Karena itu, dr Inayah Budiasti MS SpGK menyarankan agar pelaksanaan detoks sebaiknya secara perlahan untuk memberi tubuh kesempatan beradaptasi. Layaknya orang yang perlu adaptasi ketika menghadapi pola makan, demikian juga yang dilakukan tubuh. ”Saat tubuh mengalami pengurangan asupan makanan, maka yang pertama dibuang ialah cairan. Jadi, bukan lemak yang dibuang dari tubuh. Padahal, sebanyak 80 persen tubuh terdiri atas air,” ungkapnya.

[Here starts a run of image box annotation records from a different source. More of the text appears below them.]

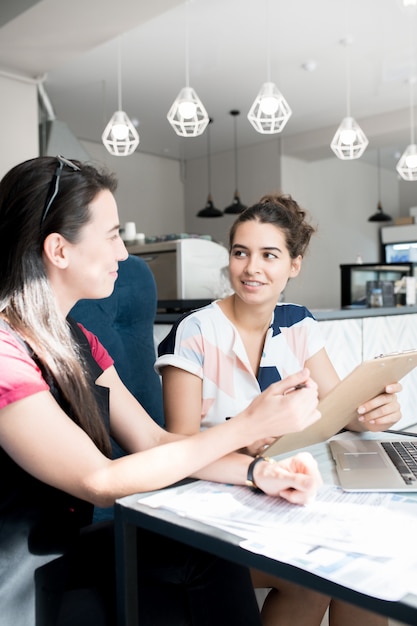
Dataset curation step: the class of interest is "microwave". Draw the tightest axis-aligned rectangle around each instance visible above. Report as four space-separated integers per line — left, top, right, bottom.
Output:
127 237 230 306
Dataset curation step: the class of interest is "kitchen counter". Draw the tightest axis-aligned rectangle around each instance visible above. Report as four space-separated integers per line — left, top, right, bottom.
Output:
154 301 417 428
155 300 417 324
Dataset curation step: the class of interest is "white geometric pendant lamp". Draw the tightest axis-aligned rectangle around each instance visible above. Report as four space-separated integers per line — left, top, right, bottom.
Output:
248 0 292 135
330 37 369 160
167 0 209 137
101 40 139 156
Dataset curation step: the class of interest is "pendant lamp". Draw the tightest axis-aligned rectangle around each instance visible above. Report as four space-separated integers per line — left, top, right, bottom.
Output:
224 109 246 214
101 40 139 156
396 77 417 181
330 37 369 160
167 1 209 137
368 150 392 222
197 119 223 217
248 0 292 135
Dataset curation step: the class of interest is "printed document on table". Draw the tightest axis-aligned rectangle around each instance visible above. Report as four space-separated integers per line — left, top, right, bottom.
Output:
140 481 417 600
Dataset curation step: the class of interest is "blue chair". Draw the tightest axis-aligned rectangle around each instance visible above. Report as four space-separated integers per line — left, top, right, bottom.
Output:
70 255 164 520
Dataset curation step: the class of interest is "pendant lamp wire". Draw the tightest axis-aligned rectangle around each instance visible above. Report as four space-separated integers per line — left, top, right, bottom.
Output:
167 0 209 137
396 12 417 181
101 39 139 156
368 148 392 222
248 0 292 135
330 36 369 160
197 119 223 217
224 109 246 214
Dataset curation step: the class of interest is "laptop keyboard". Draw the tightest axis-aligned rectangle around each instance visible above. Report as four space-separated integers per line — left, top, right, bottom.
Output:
381 441 417 485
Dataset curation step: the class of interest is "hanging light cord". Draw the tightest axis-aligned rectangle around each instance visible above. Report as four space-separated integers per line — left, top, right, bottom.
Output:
410 76 416 144
117 39 122 111
265 0 271 83
377 149 381 206
343 36 352 117
233 113 239 191
185 0 190 87
207 122 211 191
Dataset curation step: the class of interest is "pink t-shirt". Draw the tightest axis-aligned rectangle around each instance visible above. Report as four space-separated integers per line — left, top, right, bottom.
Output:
0 324 114 409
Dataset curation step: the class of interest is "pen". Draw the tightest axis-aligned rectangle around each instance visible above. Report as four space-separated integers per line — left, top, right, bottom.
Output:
282 383 307 396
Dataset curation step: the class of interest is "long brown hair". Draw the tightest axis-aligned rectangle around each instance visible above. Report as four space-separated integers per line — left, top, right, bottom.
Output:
0 157 117 455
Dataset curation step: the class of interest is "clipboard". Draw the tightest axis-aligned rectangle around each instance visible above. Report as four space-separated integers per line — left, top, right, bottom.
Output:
262 350 417 456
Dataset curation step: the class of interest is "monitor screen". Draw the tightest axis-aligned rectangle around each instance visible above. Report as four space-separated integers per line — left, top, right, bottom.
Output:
384 242 417 263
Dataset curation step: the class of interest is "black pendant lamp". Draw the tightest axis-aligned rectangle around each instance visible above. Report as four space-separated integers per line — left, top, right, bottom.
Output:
224 109 246 214
197 119 223 217
368 150 392 222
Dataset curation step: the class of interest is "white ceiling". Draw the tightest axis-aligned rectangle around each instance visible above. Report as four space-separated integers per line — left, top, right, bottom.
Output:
0 0 417 166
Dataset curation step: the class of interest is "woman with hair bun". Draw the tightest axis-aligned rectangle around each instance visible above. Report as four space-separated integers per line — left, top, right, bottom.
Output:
155 194 401 626
0 162 321 626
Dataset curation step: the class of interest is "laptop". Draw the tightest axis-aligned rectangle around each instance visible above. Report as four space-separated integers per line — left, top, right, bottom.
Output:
262 350 417 456
329 433 417 492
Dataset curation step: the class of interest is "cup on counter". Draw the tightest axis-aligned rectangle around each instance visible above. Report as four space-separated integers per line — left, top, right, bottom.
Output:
123 222 136 242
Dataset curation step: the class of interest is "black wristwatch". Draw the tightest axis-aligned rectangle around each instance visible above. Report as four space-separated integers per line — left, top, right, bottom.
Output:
245 455 274 491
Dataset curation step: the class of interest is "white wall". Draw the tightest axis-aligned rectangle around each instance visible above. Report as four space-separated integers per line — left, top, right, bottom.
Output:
184 139 281 245
282 157 399 309
0 74 39 178
83 142 185 236
0 76 410 309
185 140 399 309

Karena itu, detoks yang dilakukan baik melalui puasa tanpa makan dan minum untuk waktu tertentu atau puasa jus, perlu dilakukan secara bertahap. Beri waktu pada tubuh beradaptasi minimal sekitar dua pekan untuk mendapatkan hasil terbaik. ”Memberi waktu istirahat dua pekan untuk saluran cerna sangat baik, yang penting asupan makanannya diatur,” tandasnya.

Puasa Tak Sekadar Menahan Lapar

Tubuh langsing adalah idaman sebagian besar wanita. Berbagai upaya pun dilakukan untuk mewujudkannya. Puasa dianggap menjadi jalan pintas paling ampuh. Bisa menurunkan berat badan secara drastis dalam waktu relatif singkat. Selain menahan nafsu lapar, dengan berpuasa terjadi proses yang sungguh menyehatkan tubuh, yaitu pembuangan racun-racun (detoksifikasi).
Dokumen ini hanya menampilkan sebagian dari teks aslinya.